Monday, December 26, 2005

Just Playing God

Wow, I can hardly believe it has been two and a half weeks since I last wrote. One reason for the delay has been the general business of the season, but another reason has been the need to ponder my response to Ernie's most recent contribution to our dialog. After one quick clarification on his summary of my last post, I will try to address his suggested possible alternative afterlife scenarios.

First, the clarification: After quoting my response to one of his previous questions, Ernie said:

I apologize, my question was perhaps misleading. My point was rather, "if God created the universe, but there were no afterlife, would you consider life itself evidence of God's injustice?"

My answer to this question is "No." It might be evidence of God's unfairness, but we have already discarded fairness from this particular line of argument, or at least, I have. Potentially, I could be convinced otherwise, but I would not at present consider that this life in the absence of an afterlife to be evidence of God's injustice. (It should go without saying, but I will say it anyway, that I have been speaking of God as if he exists only for the sake of argument, as it gets tiring making that qualification all of the time.)

In order to probe my understanding of justice, Ernie has suggested a number of possible afterlife scenarios and wonders which ones I would consider just. First, let me point out a minor incongruity in Ernie's formulation, which happens also to relate to an important asymmetry in my view of afterlife consequences. Ernie wonders "what (if any) punitive behavior by God would/could be consistent with [my] understanding of justice." But the general stress of his alternative scenarios is not on punishment (hell) but on reward (heaven). For me this is an important distinction to be made. As far as justice goes, at least insofar as it relates to my argument, the important aspect is that God cannot impose consequences worse than some limit without transgressing into injustice.

I am not particularly concerned in this argument if God chooses to provide better than what somebody deserves. In fact, a main thrust of Christian theology is that nobody deserves heaven and anybody who reaches heaven is getting better than what they deserve. I think there are people who would argue against God's justice on those grounds. While I am sympathetic to those arguments, I do not find them as compelling as the argument for God's injustice on the basis of eternal damnation.

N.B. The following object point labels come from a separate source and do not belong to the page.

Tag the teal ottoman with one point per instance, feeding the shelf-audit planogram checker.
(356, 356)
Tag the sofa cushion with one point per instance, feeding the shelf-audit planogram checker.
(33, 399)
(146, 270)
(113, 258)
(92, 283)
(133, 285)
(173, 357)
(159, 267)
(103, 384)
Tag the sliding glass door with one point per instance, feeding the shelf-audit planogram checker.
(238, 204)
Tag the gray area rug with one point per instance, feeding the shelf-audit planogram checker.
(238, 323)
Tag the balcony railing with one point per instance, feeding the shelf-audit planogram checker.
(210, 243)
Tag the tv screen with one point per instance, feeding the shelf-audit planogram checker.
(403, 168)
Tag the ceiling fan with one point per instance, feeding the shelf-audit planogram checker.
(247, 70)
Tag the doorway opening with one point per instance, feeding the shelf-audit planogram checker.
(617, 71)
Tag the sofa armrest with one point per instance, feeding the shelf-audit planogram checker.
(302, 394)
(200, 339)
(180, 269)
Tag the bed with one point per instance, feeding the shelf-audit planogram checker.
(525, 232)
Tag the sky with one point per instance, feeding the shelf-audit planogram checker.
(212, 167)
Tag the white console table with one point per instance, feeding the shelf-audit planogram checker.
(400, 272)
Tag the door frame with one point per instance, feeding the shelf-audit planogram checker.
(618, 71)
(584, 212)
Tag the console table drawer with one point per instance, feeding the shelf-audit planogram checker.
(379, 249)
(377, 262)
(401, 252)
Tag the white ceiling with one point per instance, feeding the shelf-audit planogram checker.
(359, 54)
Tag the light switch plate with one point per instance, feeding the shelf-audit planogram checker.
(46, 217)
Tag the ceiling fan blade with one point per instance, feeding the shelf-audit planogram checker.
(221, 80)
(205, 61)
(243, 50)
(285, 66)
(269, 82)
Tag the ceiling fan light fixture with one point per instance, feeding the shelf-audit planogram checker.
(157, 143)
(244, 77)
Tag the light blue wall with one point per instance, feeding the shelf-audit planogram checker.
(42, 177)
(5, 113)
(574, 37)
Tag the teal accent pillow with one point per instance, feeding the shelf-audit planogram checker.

Given this asymmetry, I am not sure that responding to each of Ernie's scenarios as stated will helpful. Still, I will try to explain further how my understanding of justice applies to several possibilities.

One possibility is that there is no afterlife (but we are still positing the existence of God). Would what we observe about life then imply that God is unjust? My short answer: I do not know. The longer version: It depends on how much choice we really have, and it may also depend on whether or not God intervenes and in what situations. Certainly there are some who claim that if God can act to prevent evil but does not, then he cannot be called "good", but that may not necessarily make him unjust. On the other hand, this scenario is not at all the one promoted by Christianity. I understand that a more definitive answer might be helpful for understanding where I am coming from, but I do not have a definitive answer.

Another possibility, which includes at least the classical Christian position as I understand it, is that one's beliefs or actions in this life completely determine whether you end up in heaven or hell for eternity. As should be clear by now, I think that eternal punishment for anything done or believed by temporal, finite and imperfect man, and especially with imperfect information, is unjust. Again, note the asymmetry: eternal punishment is unjust while eternal reward under these circumstances might be merely unfair.

A third option is that there is nothing particularly special about the transition from this life to the afterlife, that life just continues in a different venue, possibly with very different capabilities and information. God imposes punishments as necessary to keep the scales of justice balanced, but these punishments are temporary, in proportion to the evil done either in this life or the next.

Fourth, perhaps the afterlife is not eternal. We continue to exist after death for as long as necessary for the scales of justice to be balanced, being punished if our lives were "net evil", or rewarded if they were "net good". Once balanced, we cease to exist.

I rather suspect that philosophers have been over this kind of ground before (and that ground is probably a muddy mess), and I am certainly not an expert in ethics. Nobody will (or should!) expect anything particularly novel or insightful here. I am just trying to address Ernie's wondering, and I hope that Ernie will be responding soon with some more details about how he sees these issues.

One final note to Ernie or anyone else who wants to link to these posts: I started giving HTML id's to each paragraph, so you should be able to link to a particular paragraph if that would be helpful. You will have to look at the page source to find the values.